Peter Gilksdirector of product insights, Spotify
In a presentation, Peter Gilks, director of product insights at music streaming company Spotify, said Project Maestro could improve his team's data preparation process. A part of its work involves visually exploring data in Tableau to find potential correlations for doing further analysis, identifying outliers and assessing data quality. This sets the stage for deeper analysis to learn more about how users interact with the Spotify platform, said Gilks, who works at the company's U.S. headquarters in New York.
But before his team can get to the visual data exploration stage, it has to prepare the data, which can be a lengthy process. Often the analysts are using log data, which Gilks described as messy and requiring some work to get to a point where it can be explored.
"[Project Maestro] is going to be a massive help," he said. "Right now, it's a fairly manual task."
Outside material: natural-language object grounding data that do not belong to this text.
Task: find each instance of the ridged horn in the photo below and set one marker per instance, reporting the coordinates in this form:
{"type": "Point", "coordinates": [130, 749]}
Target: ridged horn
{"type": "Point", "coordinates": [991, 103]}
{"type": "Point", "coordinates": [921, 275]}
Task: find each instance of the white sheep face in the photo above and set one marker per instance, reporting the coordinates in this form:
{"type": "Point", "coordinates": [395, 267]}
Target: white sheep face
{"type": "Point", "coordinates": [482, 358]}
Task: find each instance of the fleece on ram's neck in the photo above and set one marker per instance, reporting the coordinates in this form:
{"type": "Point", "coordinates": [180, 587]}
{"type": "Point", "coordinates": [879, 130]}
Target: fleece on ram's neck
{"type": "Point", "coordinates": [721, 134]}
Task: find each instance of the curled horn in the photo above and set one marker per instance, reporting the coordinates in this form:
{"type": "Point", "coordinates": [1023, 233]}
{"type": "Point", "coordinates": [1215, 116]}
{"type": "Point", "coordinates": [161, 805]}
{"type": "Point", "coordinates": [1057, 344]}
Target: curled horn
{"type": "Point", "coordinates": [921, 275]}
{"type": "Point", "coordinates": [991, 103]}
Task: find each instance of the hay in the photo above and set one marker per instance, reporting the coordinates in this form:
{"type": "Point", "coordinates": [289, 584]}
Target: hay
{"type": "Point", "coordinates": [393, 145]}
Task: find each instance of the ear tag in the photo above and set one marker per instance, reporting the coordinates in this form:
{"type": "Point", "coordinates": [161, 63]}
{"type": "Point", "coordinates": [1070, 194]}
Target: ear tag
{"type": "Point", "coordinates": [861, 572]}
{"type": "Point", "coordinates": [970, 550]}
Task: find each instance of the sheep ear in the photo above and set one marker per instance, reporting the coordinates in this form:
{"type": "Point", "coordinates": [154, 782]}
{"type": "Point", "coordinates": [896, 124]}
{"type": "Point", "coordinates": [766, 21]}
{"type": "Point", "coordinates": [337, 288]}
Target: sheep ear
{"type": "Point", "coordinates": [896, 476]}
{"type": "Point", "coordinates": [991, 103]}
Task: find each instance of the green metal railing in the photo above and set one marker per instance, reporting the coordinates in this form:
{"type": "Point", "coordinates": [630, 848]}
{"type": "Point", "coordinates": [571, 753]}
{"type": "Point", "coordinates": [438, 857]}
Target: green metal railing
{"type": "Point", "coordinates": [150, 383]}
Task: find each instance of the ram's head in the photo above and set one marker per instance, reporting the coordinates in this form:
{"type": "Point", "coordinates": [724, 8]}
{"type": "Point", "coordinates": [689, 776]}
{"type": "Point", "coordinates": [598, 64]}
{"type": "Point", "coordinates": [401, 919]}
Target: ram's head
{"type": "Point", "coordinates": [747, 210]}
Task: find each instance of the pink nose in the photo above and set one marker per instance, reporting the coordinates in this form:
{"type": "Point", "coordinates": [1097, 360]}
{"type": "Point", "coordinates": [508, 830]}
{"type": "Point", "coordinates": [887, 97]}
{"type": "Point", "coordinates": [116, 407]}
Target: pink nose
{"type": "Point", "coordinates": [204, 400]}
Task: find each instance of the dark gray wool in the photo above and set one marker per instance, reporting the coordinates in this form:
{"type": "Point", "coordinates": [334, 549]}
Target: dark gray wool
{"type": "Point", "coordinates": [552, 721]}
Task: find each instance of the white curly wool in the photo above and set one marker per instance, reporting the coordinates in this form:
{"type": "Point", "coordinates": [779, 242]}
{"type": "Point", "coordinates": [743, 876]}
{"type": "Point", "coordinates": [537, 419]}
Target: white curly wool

Room to improve on scalability
Ventana Research analyst David Menninger said the focus on enterprise functionality makes sense, given Tableau's already strong capabilities in visualization. When it comes to creating dashboards and visualizations, users are generally happy, Menninger said. It's on the enterprise functionality side, which includes scaling to big data and supporting company-wide productionalized reports, where some see room for improvement.
"There may be things that [Tableau] could do in visualization, but there isn't a lot of work to do," he said. "But they haven't created the enterprise analytics platform."
Menninger said he sees Hyper as a step forward, even if it doesn't fundamentally change what Tableau does. He added that it will essentially make existing Tableau reports and dashboards run faster; it won't enable new functionality.
The Project Maestro data preparation tool could be more significant in the long run, according to Menninger. He said it will enable non-engineers and analysts -- people who typically often don't take part in data preparation -- to get involved in that stage of analysis, potentially expanding the user base for the Tableau data visualization tool.
The Tableau executive team "has demonstrated an understanding of what they have to do to continue the growth trajectory that they're on," he said.